En debate esp
Domingo 11 de Diciembre de 2011

La mano que apenas se ve, es la del Vicepresidente que se va

La TV es casi la única forma que el ciudadano tiene para seguir los actos de la política.

Por Nacho Rodríguez

Nada queda librado al azar en las transmisiones televisivas que tienen como protagonista al poder. Las cámaras se ubican estratégicamente y se guiona cada uno de los pasajes de lo que los ciudadanos veremos apacibles y cómodos desde nuestro living a través de la cadena nacional.

Pocos gobiernos como éste interpretaron de manera tan acabada este fenómeno que sintetiza gran parte de la relación que los ciudadanos construimos con nuestros representantes. El día de la reasunción de Cristina Fernández al frente del ejecutivo nacional estuvo plagado de imágenes casuales pero cuidadosamente pensadas de antemano.

Todo comenzó cerca de las 11 cuando la Presidenta acompañada por sus hijos arribó al helipuerto de Casa Rosada y se trasladó hacia el Congreso de la Nación donde la aguardaba el anfitrión saliente, Julio Cobos; el entrante, Amado Boudou y las flamantes autoridades máximas de ambos cuerpos legislativos: Beatriz Rojkés, presidenta provisional del Senado y Julián Domínguez, presidente de Diputados, ambos ‘del palo’ de la Presidenta.

Para todos hubo saludos afectuosos con besos y abrazos incluidos. Mientras la Presidenta saludaba, podía verse en imágenes a ambos protagonistas de los saludos. Sólo para uno de los ‘saludados’ hubo una tendida de mano gélida y un ninguneo televisivo para nada casual. Los responsables de las cámaras tenían expresas indicaciones segundo a segundo respecto de qué y a quiénes tenían que ‘ponchar’ (en la jerga televisiva enfocar, mostrar).

Hubo rigor en el preguionado y Julio Cobos debía salir sin salir. Se lo debía mostrar casi nada al momento de ser saludado por la Presidenta. Efectivamente, lo que la televisión mostró fue una mano del saludado y el perfil completo de Cristina Fernández.
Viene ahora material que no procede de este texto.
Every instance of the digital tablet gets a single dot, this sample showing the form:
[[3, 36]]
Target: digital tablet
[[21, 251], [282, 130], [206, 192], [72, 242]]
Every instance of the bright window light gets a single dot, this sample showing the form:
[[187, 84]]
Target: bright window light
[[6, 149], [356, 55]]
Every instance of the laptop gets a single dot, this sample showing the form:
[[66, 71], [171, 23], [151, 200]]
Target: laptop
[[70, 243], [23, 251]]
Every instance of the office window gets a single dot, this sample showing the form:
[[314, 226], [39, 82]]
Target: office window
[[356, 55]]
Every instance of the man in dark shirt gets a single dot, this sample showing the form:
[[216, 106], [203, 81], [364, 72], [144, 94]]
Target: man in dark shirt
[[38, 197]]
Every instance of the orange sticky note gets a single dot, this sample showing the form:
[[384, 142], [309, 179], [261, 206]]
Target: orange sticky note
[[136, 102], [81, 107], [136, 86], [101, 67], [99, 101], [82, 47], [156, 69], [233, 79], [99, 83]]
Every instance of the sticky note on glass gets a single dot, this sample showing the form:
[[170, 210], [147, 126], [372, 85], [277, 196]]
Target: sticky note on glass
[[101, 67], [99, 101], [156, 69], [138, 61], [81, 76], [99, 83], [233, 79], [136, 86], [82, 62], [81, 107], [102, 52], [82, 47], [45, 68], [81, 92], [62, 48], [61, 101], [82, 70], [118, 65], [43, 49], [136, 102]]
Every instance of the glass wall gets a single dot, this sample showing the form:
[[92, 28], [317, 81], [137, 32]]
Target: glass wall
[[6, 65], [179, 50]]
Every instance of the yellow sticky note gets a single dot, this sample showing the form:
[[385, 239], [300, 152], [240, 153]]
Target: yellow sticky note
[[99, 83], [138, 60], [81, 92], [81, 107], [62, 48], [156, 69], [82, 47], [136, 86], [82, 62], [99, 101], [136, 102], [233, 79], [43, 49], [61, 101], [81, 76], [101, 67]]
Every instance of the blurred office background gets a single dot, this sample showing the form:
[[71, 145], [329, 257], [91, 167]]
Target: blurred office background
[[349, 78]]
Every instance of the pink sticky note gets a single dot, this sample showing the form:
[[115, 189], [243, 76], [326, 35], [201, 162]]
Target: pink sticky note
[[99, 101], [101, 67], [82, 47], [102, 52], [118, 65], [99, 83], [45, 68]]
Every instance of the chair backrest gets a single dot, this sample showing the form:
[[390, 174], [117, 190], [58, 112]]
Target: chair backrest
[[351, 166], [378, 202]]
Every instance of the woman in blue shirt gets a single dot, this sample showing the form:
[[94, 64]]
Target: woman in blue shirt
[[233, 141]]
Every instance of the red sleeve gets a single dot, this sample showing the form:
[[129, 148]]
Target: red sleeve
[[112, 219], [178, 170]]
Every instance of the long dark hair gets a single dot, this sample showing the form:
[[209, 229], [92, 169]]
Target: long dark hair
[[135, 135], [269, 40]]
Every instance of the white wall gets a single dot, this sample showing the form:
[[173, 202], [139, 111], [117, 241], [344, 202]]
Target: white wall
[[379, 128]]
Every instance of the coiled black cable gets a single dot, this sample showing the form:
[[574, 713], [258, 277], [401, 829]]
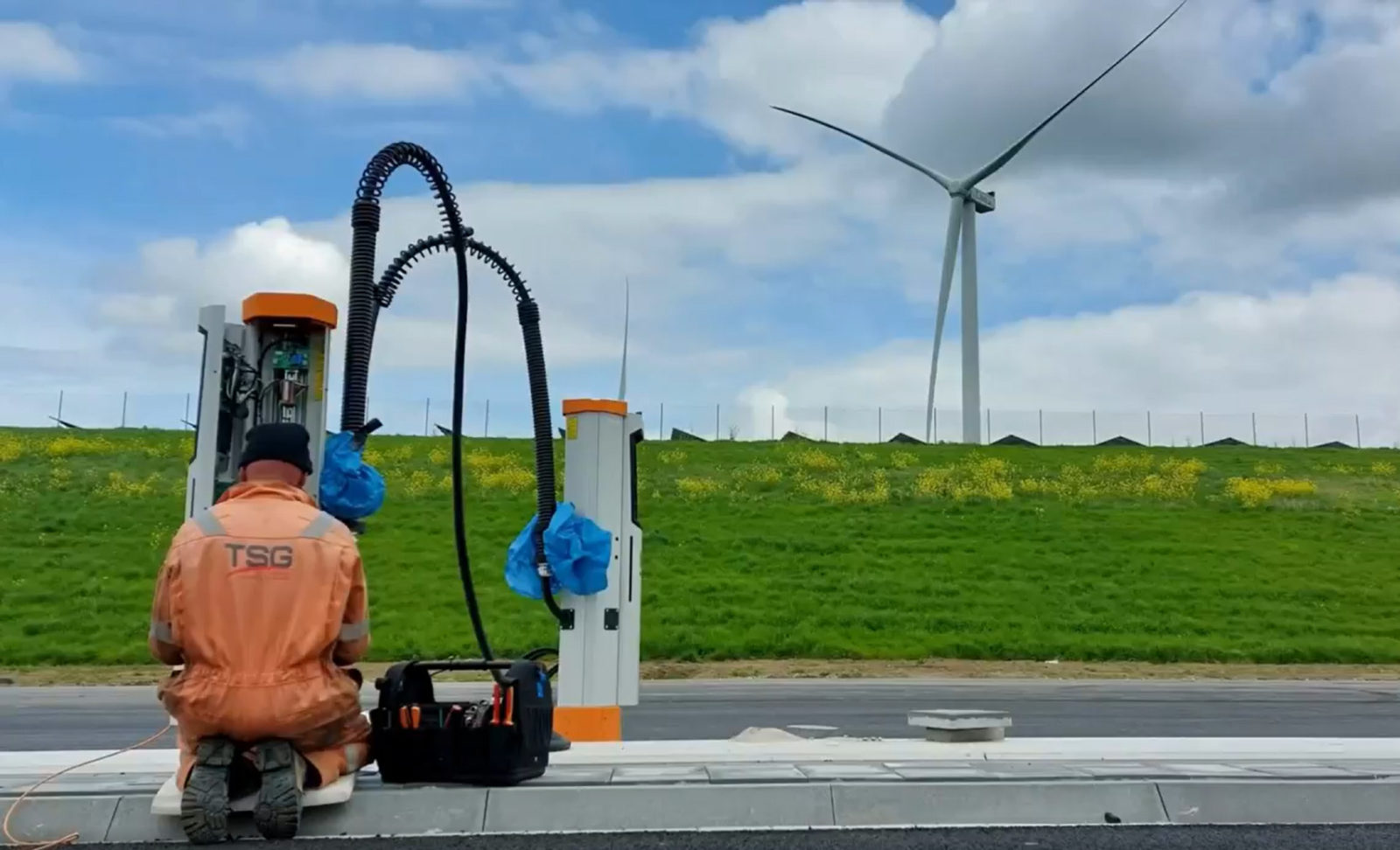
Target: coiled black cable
[[366, 301], [528, 312], [364, 222]]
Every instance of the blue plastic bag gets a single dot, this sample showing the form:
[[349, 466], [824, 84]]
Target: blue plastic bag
[[576, 548], [350, 490]]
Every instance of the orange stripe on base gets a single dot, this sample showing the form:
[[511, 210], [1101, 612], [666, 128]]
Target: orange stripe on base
[[594, 406], [588, 723]]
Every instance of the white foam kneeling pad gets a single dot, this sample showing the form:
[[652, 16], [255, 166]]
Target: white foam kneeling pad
[[167, 800]]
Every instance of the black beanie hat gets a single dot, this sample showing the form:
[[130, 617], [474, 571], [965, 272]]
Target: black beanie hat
[[277, 441]]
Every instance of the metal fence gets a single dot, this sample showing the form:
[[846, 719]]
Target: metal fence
[[766, 422]]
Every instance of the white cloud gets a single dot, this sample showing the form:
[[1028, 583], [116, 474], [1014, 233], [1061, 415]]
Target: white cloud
[[226, 122], [842, 58], [373, 72], [30, 52]]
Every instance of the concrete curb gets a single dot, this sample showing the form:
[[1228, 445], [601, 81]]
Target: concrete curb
[[406, 812]]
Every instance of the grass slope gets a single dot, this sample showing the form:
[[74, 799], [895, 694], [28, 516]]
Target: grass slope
[[770, 551]]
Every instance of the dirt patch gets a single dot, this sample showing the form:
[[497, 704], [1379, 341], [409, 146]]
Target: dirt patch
[[823, 668]]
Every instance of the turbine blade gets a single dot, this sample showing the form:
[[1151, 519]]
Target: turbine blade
[[1015, 149], [945, 182], [626, 324], [945, 287]]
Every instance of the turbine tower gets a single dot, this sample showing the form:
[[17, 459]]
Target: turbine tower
[[966, 200]]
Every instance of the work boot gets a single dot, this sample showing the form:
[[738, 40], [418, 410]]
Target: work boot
[[277, 812], [203, 805]]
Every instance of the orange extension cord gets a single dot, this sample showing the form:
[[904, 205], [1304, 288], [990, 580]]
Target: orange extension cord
[[72, 836]]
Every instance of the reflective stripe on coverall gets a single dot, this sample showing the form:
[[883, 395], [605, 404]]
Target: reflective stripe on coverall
[[261, 597]]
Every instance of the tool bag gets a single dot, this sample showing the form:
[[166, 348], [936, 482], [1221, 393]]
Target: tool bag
[[499, 742]]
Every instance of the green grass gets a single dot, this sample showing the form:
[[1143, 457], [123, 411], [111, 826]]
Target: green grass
[[762, 550]]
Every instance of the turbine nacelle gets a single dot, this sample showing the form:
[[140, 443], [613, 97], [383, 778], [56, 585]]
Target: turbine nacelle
[[984, 202]]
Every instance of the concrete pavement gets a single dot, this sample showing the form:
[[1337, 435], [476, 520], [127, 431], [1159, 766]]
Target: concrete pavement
[[1075, 838], [116, 716]]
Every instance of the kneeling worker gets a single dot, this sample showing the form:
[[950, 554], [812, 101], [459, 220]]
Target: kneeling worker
[[262, 599]]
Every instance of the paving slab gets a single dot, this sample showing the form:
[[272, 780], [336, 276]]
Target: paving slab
[[39, 819], [1003, 803], [672, 807], [753, 773], [634, 775], [847, 772], [1281, 801]]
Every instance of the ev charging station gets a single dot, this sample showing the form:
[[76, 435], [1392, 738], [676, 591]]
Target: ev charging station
[[599, 654], [270, 368]]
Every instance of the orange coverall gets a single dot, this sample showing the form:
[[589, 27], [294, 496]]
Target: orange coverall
[[261, 597]]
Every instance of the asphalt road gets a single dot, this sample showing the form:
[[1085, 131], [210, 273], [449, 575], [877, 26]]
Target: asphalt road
[[1078, 838], [116, 716]]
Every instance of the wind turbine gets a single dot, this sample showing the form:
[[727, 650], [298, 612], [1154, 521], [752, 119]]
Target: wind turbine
[[966, 202]]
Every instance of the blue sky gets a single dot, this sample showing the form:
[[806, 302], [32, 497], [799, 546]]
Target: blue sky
[[163, 154]]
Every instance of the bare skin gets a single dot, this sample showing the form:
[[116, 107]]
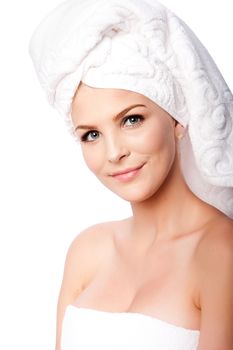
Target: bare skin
[[164, 260]]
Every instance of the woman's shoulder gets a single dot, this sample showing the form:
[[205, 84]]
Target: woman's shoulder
[[214, 252], [91, 247], [216, 238]]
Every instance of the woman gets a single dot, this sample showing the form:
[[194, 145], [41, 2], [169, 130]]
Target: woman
[[154, 119]]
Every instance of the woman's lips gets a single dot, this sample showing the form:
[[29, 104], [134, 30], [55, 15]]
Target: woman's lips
[[128, 174]]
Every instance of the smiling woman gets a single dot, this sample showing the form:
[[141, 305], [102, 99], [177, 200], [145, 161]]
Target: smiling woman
[[154, 119]]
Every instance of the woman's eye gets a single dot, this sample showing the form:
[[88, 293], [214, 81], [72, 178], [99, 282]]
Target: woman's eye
[[90, 136], [132, 120]]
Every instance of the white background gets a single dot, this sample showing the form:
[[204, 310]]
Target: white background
[[47, 196]]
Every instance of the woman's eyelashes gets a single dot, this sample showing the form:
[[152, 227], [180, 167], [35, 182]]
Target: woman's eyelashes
[[134, 120], [129, 121]]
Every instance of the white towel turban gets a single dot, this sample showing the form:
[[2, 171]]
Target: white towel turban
[[141, 46]]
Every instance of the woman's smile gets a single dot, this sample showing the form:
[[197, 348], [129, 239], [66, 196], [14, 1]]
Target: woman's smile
[[127, 175]]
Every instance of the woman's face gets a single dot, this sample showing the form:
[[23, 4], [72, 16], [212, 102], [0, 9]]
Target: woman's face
[[120, 130]]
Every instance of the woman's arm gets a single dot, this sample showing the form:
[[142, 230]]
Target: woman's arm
[[83, 259], [215, 262]]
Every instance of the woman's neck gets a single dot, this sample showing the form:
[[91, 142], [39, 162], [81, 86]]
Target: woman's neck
[[172, 211]]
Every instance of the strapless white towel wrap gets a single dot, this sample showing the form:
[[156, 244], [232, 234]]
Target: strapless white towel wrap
[[89, 329]]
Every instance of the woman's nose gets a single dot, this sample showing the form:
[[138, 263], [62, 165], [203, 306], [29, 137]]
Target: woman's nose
[[116, 150]]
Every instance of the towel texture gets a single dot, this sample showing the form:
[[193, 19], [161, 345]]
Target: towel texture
[[141, 46]]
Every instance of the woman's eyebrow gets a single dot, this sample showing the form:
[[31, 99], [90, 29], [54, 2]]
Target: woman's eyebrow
[[116, 117]]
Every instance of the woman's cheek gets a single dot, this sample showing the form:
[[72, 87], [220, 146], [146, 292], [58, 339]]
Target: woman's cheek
[[92, 158]]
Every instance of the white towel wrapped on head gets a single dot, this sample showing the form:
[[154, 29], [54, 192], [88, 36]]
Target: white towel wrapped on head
[[143, 47]]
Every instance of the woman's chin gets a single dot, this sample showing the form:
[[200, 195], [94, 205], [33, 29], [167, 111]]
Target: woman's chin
[[135, 196]]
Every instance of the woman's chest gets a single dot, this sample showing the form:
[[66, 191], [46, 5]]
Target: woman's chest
[[161, 284]]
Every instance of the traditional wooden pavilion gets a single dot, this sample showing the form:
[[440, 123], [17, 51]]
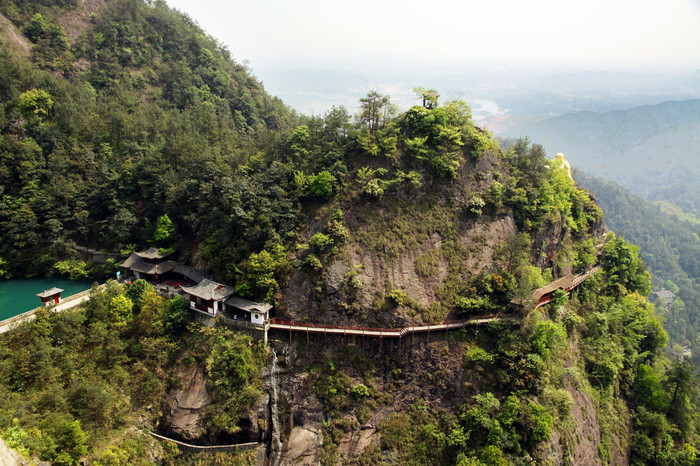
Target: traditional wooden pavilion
[[149, 264], [208, 296], [247, 311], [50, 296]]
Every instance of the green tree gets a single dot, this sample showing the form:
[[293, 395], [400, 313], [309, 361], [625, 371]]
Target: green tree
[[624, 267], [120, 311], [322, 185], [375, 110], [36, 27], [35, 103]]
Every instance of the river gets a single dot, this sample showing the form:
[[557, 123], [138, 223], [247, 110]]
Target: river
[[19, 295]]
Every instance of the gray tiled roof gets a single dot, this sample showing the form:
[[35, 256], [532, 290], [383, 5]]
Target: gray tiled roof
[[209, 290]]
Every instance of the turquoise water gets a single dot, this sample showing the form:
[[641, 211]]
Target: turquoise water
[[19, 295]]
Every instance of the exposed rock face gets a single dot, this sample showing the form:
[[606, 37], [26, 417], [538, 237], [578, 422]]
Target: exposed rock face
[[587, 433], [326, 298], [189, 405], [9, 457], [304, 445]]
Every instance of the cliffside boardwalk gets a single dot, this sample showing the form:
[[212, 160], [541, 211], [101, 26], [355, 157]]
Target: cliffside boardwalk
[[542, 296]]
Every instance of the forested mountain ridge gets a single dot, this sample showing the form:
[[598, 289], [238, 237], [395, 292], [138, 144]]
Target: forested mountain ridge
[[650, 150], [668, 244], [141, 131], [140, 107]]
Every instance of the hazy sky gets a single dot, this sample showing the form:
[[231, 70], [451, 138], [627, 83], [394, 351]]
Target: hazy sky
[[635, 35]]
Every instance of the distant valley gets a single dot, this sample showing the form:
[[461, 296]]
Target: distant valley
[[654, 150]]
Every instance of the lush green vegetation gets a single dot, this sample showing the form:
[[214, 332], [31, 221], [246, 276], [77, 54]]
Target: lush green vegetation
[[142, 131], [75, 384], [604, 345], [669, 246]]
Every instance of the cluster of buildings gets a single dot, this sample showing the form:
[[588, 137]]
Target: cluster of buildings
[[204, 295]]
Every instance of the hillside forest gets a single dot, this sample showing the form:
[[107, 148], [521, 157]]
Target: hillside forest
[[124, 126]]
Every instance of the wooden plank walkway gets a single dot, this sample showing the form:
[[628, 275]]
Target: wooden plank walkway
[[208, 448], [280, 324]]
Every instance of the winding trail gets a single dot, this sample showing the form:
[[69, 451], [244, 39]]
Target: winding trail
[[68, 302]]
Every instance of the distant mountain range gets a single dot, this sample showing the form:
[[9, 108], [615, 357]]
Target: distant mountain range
[[654, 150]]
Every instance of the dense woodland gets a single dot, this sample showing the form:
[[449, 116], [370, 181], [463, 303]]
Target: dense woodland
[[671, 248], [141, 130]]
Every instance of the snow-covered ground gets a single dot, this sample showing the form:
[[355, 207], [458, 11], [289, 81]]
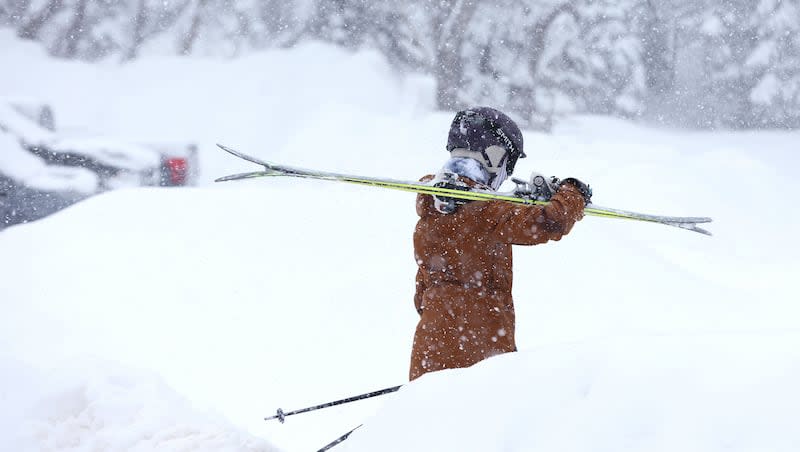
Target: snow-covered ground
[[176, 319]]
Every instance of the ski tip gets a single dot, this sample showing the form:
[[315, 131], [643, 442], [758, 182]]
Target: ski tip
[[693, 227], [241, 176], [242, 155]]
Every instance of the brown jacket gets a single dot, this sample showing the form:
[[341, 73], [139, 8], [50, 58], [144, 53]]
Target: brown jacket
[[463, 292]]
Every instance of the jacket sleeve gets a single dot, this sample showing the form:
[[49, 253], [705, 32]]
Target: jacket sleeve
[[531, 225], [419, 290]]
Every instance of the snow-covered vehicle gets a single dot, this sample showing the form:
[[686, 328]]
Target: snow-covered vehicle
[[42, 172]]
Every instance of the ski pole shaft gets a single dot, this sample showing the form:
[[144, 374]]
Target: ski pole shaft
[[338, 440], [281, 415]]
La mano le pertenece al Vicepresidente de la Nación que estaba a punto de dejar ese cargo y que minutos después saldría en silencio y sólo acompañado por su mujer, de nombre también –vaya ironía- Cristina, por una de las entradas que el Congreso tiene desde su construcción en 1897 pero que es muy pocas veces usada, la que está sobre calle Combate de los Pozos. Primera calle hacia el oeste porteño paralela a Entre Ríos (continuación de Callao), avenida sobre la cual esperaban exultantes a Cristina sus fieles seguidores. Cobos no escuchó siquiera el discurso de la mujer a la que hacía tan sólo cuatro años había acompañado en una fórmula presidencial.

Para él, todo fue hielo en ese acto. Igual se lo bancó estoico. Difícilmente vuelva a presidir el Congreso. Difícilmente la historia oficial sea generosa con él algún día como lo soñó. Su comportamiento es materia de debate político aún hoy y la mayoría de las voces indican que su ‘voto no positivo’ fue un error. Y el hecho de mantenerse incómodo en el poder luego, más todavía. Muchos dicen que el mayor temor de Cobos era quedar como ‘otro radical que incumplía su mandato’. Poco para alguien que ambiciona mucho.